New life may soon light up a long-dead former social services building on Bassett Street — in the form of a mural remembering the late Newhallville artist Winfred Rembert.
Representatives of the public arts nonprofit Site Projects, known for having commissioned several murals throughout the city, pitched that latest mural plan Tuesday night during the most recent monthly meeting of the Newhallville Community Management Team.
That tentative plan is to turn the outside of the former state- and now city-owned structure at 188 Bassett St. — which will next be home to New Haven’s adult education program — into the face of the recently-passed Newhaville-based artist.
Later on in Tuesday’s meeting, Newhallville’s Livable City Initiative (LCI) neighborhood specialist reported that a group of people had recently been found camping out at the vacant Bassett Street property and had caused significant damage to the building in the proces. (See more on that below.)
“I have no doubt that everybody in this room was aware of the brilliance of this man far before I was,” Site Projects Board Member (and New Haven Independent arts contributor) David Sepulveda said to the Zoom audience Tuesday.
He pulled out a copy of Rembert’s Pulitzer Prize-winning memoir, Chasing Me to My Grave. We’re “so proud of New Haven’s son, who is now considered one of the great American folk artists,” Sepulveda added.

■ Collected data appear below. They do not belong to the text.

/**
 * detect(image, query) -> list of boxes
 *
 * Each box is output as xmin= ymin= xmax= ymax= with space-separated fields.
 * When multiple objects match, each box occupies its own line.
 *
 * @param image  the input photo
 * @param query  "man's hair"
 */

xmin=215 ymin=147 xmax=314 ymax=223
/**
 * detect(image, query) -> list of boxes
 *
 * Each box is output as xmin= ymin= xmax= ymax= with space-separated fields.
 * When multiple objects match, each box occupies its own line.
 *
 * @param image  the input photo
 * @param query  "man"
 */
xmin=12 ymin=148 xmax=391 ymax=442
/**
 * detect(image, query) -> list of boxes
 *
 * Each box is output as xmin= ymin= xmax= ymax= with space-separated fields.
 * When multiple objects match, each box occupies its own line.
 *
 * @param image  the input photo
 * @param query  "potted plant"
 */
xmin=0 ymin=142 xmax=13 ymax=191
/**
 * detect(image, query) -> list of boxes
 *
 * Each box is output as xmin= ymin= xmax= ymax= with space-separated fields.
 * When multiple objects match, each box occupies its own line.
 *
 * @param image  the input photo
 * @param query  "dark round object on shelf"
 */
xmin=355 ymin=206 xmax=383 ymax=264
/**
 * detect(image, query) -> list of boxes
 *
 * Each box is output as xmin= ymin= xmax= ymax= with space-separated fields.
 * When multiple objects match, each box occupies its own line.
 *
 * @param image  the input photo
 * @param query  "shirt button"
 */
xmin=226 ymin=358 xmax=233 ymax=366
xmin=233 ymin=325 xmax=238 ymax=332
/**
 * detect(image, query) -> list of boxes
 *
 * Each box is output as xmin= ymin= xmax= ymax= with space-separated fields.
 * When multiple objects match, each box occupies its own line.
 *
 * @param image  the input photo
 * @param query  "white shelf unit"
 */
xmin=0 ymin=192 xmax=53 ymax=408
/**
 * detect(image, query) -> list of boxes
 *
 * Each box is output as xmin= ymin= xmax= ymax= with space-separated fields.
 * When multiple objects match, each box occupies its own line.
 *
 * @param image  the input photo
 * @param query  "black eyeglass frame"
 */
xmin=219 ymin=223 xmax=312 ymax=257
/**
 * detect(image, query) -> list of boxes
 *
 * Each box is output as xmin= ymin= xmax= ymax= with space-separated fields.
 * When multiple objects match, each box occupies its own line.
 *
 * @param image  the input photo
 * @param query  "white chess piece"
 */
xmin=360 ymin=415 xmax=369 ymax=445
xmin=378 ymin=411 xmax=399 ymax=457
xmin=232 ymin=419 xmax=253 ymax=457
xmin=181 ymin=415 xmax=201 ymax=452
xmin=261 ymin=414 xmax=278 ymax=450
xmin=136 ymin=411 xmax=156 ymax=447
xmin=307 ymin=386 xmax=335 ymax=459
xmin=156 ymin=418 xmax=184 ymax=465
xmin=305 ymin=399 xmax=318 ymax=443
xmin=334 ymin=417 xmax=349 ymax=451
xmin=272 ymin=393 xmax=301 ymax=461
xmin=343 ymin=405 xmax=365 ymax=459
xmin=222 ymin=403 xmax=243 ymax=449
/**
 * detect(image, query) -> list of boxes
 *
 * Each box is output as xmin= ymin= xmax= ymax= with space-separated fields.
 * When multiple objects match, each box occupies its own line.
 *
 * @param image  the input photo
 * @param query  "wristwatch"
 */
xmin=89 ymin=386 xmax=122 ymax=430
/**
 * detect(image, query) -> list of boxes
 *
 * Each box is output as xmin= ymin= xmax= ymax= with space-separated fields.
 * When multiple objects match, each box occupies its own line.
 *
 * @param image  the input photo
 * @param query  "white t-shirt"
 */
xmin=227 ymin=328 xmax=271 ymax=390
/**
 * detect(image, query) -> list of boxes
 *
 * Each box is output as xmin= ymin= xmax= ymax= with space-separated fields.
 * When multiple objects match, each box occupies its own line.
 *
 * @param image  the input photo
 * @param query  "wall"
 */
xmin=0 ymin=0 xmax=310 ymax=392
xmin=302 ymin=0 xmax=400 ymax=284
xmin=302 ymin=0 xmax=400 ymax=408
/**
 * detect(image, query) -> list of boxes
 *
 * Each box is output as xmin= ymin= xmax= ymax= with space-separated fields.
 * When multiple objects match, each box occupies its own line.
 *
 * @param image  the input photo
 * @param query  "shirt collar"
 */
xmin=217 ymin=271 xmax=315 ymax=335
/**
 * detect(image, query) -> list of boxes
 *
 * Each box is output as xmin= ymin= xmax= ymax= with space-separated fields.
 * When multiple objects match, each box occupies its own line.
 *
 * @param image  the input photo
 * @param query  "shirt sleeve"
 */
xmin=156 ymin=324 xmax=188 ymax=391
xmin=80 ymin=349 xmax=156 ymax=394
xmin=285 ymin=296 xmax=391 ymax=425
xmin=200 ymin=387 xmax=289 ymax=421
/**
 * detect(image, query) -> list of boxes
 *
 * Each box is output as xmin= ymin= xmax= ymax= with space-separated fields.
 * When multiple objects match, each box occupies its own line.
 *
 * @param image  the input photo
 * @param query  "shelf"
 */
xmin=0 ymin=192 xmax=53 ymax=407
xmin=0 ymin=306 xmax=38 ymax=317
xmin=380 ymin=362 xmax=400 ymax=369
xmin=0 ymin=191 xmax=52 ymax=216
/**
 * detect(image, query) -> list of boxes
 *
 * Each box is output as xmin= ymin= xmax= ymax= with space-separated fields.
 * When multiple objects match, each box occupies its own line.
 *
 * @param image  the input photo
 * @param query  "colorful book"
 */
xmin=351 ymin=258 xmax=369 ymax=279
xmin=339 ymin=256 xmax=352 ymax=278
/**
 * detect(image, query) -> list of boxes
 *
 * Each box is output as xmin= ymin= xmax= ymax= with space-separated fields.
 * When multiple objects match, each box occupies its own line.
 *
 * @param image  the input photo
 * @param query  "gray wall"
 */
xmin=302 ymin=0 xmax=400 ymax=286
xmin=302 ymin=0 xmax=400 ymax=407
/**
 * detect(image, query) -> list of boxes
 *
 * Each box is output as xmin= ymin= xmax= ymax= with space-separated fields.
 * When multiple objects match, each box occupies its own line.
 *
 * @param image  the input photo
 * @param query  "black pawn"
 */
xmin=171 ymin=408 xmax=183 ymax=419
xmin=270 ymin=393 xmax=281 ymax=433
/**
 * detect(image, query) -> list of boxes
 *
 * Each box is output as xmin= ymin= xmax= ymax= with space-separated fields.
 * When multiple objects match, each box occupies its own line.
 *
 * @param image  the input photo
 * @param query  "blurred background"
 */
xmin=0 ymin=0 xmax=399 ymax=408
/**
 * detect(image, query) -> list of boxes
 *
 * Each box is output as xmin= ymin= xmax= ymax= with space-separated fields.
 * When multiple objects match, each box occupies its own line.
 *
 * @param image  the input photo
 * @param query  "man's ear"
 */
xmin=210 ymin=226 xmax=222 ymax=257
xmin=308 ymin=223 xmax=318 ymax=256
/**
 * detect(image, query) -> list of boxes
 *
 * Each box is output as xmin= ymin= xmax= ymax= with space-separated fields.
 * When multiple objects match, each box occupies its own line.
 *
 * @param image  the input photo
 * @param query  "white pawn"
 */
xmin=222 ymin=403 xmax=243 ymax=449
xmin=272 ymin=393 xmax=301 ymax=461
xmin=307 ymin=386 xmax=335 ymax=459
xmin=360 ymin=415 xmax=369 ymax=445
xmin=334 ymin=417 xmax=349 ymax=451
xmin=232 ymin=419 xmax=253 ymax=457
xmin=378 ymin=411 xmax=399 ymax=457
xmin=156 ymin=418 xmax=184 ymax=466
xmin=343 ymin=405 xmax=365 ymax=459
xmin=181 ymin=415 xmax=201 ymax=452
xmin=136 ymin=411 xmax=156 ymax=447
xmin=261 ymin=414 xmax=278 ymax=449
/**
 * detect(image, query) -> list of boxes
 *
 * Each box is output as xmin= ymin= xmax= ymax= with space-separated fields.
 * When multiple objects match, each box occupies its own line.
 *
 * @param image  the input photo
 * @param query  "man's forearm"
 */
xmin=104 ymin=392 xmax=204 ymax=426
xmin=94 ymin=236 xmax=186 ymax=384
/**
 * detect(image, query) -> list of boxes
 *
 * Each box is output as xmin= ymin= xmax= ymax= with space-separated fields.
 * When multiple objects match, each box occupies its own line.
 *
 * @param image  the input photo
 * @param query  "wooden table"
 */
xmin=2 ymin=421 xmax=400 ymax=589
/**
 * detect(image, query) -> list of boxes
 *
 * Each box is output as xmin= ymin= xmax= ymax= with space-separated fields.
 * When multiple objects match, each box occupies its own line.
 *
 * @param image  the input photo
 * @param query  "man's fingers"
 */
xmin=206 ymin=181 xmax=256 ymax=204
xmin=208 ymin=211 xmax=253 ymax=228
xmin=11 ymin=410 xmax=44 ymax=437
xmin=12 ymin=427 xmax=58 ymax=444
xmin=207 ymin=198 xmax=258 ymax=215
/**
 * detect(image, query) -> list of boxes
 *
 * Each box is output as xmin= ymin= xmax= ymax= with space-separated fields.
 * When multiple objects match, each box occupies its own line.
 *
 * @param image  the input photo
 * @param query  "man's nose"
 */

Rembert, who settled in Newhallville after leaving his Georgia home as a teenager, was known for carving and painting evocative scenes on leather. Read more about his life and work here.
“Mr. Rembert was a great man. We loved him. We really loved him,” Newhallville Community Management Team Chair Kim Harris said Tuesday. She applauded the mural project as a start to celebrating the artist’s legacy, and tossed out ideas for additional community events down the line, such as a public reading and discussion of his memoirs. (A celebratory panel about Rembert’s life is scheduled to take place at NXTHVN Thursday night between 5:30 and 7:30.)
Sepulveda said that another local artist, Katro Storm, originally came up with the idea to commemorate Rembert with a place-based painting. Though Storm did not return a request for comment from the Independent for this article, Sepulveda said that Storm was a friend of the Rembert family and will serve as the lead artist on the project. Read more about Storm, and learn about some of his illustrations, particularly of African American figures, here.
Sepulveda said that his interest in the project grew when he heard this conversation on WNHH radio’s weekly “pundits” show about the possibility of “creating a museum in New Haven, and Newhavillville, more specifically, to honor Rembert.”
“For now,” Sepulveda continued, “a mural would be a great first step toward honoring Rembert in his home community.”
"A Lot Of Damage Was Done To The Building"
The prospective project imagines not just a way to honor a genius New Havener, but to brighten a currently abandoned property that was recently damaged when a crew of people were discovered by a city official to be camping out in the Bassett Street building.
Sepulveda said Site Projects selected the brick siding of the former Department of Social Services, known more causally now as the “state house,” as its first choice site for the mural because “of its high visibility in the Newhallville community and facing the Farmington Canal Line, and because it is only blocks from the Newhallville home of the late Winfred Rembert.”
The so-called “state house,” located at 188 – 206 Basset St. is currently slated for conversion into an adult education hub for New Haveners aged 17 and up to pursue high school diplomas, job training, higher education and English language proficiency — read more on that in a previous article here. The adult ed program would share that space with the American Job Center.
During Tuesday’s management team meeting, Livable City Initiative Specialist Deirdre Hamilton said that the building house had recently been broken into by a group of people in need of a place to live.
“They had broken the windows out — I had my guys go in and seal it up. We brought in the team to give them case management, but nobody took it,” Hamilton reported.
Hamilton said “a lot of damage was done to the building,” including to the elevator, which the individuals had apparently been using to move between floors.
That’s just another setback to a complicated city conversion that’s already faced confusing obstacles such as a contested tax foreclosure lawsuit on two adjacent lots that the Elicker Administration is looking to acquire for parking for the future adult ed center. Read more here.
Laura Clarke, the executive director and co-founder of Site Projects, said that “it is our understanding that the exterior structure of the building is in good shape… but confirming the structural integrity of the wall would be essential.”
“The building is owned by the city so we need to find the open door from which to get someone who will say: ‘Why not?’” she wrote in an email to the Independent. “If/when the city says yes, we would then need to go to adult education and get their blessing.”
Sepulveda added that “while the proposal is still in the planning stage, we are confident we will be able to realize the mural sometime in 2023.”
CMT leader Kim Harris urged that the mural should relay to Newhallville youth that Rembert’s skill and genius grew out of their same, shared community.
“It’s not just local history,” Laura Clark noted. “His work is nationally and internationally known. But he was from here.”
That’s right, Harris said: “We care that he’s from here.”